$ 3^{3\cos x(1+\sin^2 x)}-3^{\cos x(4-\sin^2 x)}=6\cos 3x$
$ 3^{3\cos x(1+\sin^2 x)}\left(1-\dfrac{3^{\cos x(4-\sin^2 x)}}{3^{3\cos x(1+\sin^2 x)}}\right)=6\cos 3x$
$ 3^{3\cos x(1+\sin^2 x)}(1-3^{(4\cos x-\cos x\sin^2 x)-(3\cos x+3\cos x\sin^2 x)})=6\cos 3x$
$ 3^{3\cos x(1+\sin^2 x)}(1-3^{(4\cos x-\cos x(1-\cos^2 x))-(3\cos x+3\cos x(1-\cos^2 x))})=6\cos 3x$
$ 3^{3\cos x(1+\sin^2 x)}(1-3^{(4\cos x-\cos x+\cos^3 x)-(3\cos x+3\cos x-3\cos^3 x)})=6\cos 3x$
$ 3^{3\cos x(1+\sin^2 x)}(1-3^{4\cos^3 x-3\cos x})=6\cos 3x$
$ 3^{3\cos x(1+\sin^2 x)}(1-3^{\cos 3x})=6\cos 3x$
$ 3^{3\cos x(1+\sin^2 x)}(1-3^{\cos 3x})(1-3^{\cos 3x})=6\cos 3x(1-3^{\cos 3x})$
$ \dfrac{3^{3\cos x(1+\sin^2 x)}(1-3^{\cos 3x})^2}{6}=\cos 3x(1-3^{\cos 3x})$ (*)Since $y=f(x)(1-3^{f(x)})\le 0$ for all $x$, the RHS of the equation above (*) is always less than or zero to zero for all $x$
But notice that on the LHS of the equation (*), we have
1. A squared term on the LHS that is always greater than or equal to zero: $(1-3^{\cos 3x})^2\ge 0$,
2. $\dfrac{3^{3\cos x(1+\sin^2 x)}}{6}$ that is always greater than zero.

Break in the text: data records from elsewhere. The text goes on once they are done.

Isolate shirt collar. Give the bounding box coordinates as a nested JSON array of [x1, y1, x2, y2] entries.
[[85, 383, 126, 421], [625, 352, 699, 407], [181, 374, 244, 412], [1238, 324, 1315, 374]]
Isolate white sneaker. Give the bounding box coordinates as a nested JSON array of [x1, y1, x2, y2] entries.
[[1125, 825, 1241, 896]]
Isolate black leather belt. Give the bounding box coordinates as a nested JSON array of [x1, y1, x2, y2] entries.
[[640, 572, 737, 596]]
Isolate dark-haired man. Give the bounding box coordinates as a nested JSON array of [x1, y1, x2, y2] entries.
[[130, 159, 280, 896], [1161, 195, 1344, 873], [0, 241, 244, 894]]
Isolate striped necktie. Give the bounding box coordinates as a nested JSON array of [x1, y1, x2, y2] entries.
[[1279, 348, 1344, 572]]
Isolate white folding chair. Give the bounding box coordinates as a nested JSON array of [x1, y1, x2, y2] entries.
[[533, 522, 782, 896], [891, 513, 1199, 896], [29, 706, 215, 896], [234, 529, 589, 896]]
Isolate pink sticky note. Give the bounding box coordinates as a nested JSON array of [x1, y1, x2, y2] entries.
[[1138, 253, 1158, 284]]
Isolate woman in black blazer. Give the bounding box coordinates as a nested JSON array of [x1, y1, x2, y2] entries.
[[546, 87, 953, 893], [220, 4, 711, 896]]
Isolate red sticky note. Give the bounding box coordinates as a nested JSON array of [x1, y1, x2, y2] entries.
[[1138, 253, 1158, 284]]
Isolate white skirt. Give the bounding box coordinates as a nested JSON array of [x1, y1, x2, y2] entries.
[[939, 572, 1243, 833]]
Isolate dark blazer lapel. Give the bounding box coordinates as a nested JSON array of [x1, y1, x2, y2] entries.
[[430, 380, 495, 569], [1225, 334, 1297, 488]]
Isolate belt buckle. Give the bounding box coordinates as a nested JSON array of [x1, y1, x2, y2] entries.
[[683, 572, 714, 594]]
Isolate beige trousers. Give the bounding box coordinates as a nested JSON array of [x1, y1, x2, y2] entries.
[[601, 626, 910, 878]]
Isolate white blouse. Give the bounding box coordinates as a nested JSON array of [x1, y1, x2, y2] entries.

That means the equation holds iff both sides equal to zero, and that happens when:
$\cos 3x=0$
$3x=\dfrac{\pi}{2}+n\pi$.
$\therefore x=\dfrac{\pi}{6}+\dfrac{n\pi}{3}$ for integer $n$.